For prime moduli, inversion can also be done via a^{-1} = a^{p-2} (mod p). That's asymptotically O(n^3) (if the underlying multiplies are done with the basic O(n^2) algorithm), but it may nevertheless be faster than the other method for numbers of the size used for Nettle's elliptic curves.
The code for curve25519 and curve448 has been using powering to invert for a long time. I've now spent some time writing specific powering code for the five secp curves as well. I've found fairly efficient addition chains where powering for a prime of n bits needs n-1 squarings and about a dozen multiplies. (I don't know what the *optimal* addition chains are, if you know of tools for that, let me know).
Code is on the branch optimize-ecc-invert. However, there's some risk the new code is slower on some platforms, in particular platforms with slow multiplication.
The main benchmark is
./examples/hogweed-benchmark ecdsa
To get numbers for just the changed function, one can run
./examples-ecc-benchmark
and look at the modinv column. Please compare performance between this branch and master, on the platforms that are important to you.
And to get relevant numbers, make sure to build using a recent GMP library; performance when built with mini-gmp is not so important.

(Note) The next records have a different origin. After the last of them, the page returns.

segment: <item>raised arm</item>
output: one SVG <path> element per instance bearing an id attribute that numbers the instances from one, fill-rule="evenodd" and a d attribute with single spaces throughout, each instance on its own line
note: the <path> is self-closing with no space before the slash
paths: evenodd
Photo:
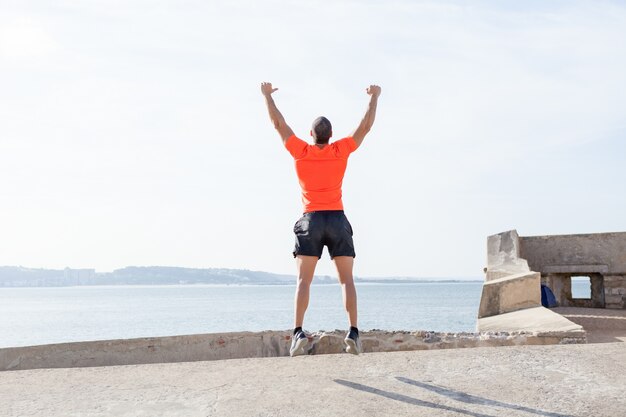
<path id="1" fill-rule="evenodd" d="M 267 111 L 270 114 L 270 119 L 274 124 L 274 128 L 278 130 L 278 134 L 280 135 L 283 143 L 287 142 L 287 139 L 291 135 L 293 135 L 293 130 L 287 125 L 285 122 L 285 118 L 278 111 L 276 107 L 276 103 L 274 103 L 274 99 L 272 98 L 272 93 L 278 90 L 278 88 L 272 88 L 272 83 L 261 83 L 261 93 L 265 97 L 265 104 L 267 104 Z"/>
<path id="2" fill-rule="evenodd" d="M 370 102 L 367 105 L 367 111 L 365 112 L 365 116 L 363 116 L 363 120 L 359 123 L 359 126 L 356 128 L 354 133 L 352 133 L 352 138 L 356 142 L 356 146 L 361 146 L 361 142 L 365 139 L 365 135 L 370 131 L 372 125 L 374 124 L 374 119 L 376 118 L 376 106 L 378 105 L 378 96 L 380 96 L 380 87 L 377 85 L 370 85 L 365 91 L 370 96 Z"/>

I will merge these changes to master in a week or two, if no problems show up
I've benchmarked on one recent and one older x86_64 machine, and on raspberry-pi version 1 (the slowest ARM machine I had easy access to). I've seen improvements in ecdsa signing performance for all the secp curves, ranging from 5% up to 20% depending on curve and platform.

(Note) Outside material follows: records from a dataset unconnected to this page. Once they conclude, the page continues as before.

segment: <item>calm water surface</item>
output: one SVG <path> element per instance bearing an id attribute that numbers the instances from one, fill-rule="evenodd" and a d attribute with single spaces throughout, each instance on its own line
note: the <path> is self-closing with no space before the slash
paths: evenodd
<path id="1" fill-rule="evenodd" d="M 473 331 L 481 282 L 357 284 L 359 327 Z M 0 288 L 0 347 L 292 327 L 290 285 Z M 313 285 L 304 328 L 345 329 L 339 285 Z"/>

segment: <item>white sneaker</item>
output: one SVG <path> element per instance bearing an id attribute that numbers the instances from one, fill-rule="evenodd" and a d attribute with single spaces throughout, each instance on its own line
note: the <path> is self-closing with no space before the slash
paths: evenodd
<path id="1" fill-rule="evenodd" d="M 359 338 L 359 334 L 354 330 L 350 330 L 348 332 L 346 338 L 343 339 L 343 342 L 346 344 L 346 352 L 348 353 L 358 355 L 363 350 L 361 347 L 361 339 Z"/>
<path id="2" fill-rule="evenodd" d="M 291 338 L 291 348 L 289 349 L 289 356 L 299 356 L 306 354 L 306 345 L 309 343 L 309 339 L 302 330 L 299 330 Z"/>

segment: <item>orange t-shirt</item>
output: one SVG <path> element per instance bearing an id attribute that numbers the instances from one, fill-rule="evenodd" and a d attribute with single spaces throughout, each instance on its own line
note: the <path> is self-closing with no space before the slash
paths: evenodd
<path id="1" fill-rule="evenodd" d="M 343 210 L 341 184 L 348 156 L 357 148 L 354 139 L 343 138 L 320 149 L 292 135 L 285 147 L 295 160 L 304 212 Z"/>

Not all inversions are rewritten. I haven't changed the modq inversion which is needed for ecdsa, and I haven't changed the code for the two supported gost curves.
Regards, /Niels
nisse@lysator.liu.se (Niels Möller) writes:
The code for curve25519 and curve448 has been using powering to invert for a long time. I've now spent some time writing specific powering code for the five secp curves as well. I've found fairly efficient addition chains where powering for a prime of n bits needs n-1 squarings and about a dozen multiplies. (I don't know what the *optimal* addition chains are, if you know of tools for that, let me know).
[...]
I will merge these changes to master in a week or two, if no problems show up
Before doing this merge, I've made some changes to the modulo p reduce functions (mod and redc, with both C and assembly implementations). They can now store the final result at a different location than the clobbered input area. Then, the ecc_mod_mul and ecc_mod_sqr functions are also changed to have separates result area, different from the (larger) scratch area. This makes the allocation puzzle when using the ecc_mod_* functions a lot simpler, resulting in reduced scratch need for lots of functions, and elimination of a few copy operations.
Merging those changes is now on the master-updates branch. When this is in, the new code on the optimize-ecc-invert branch can likely be simplified a bit before merging.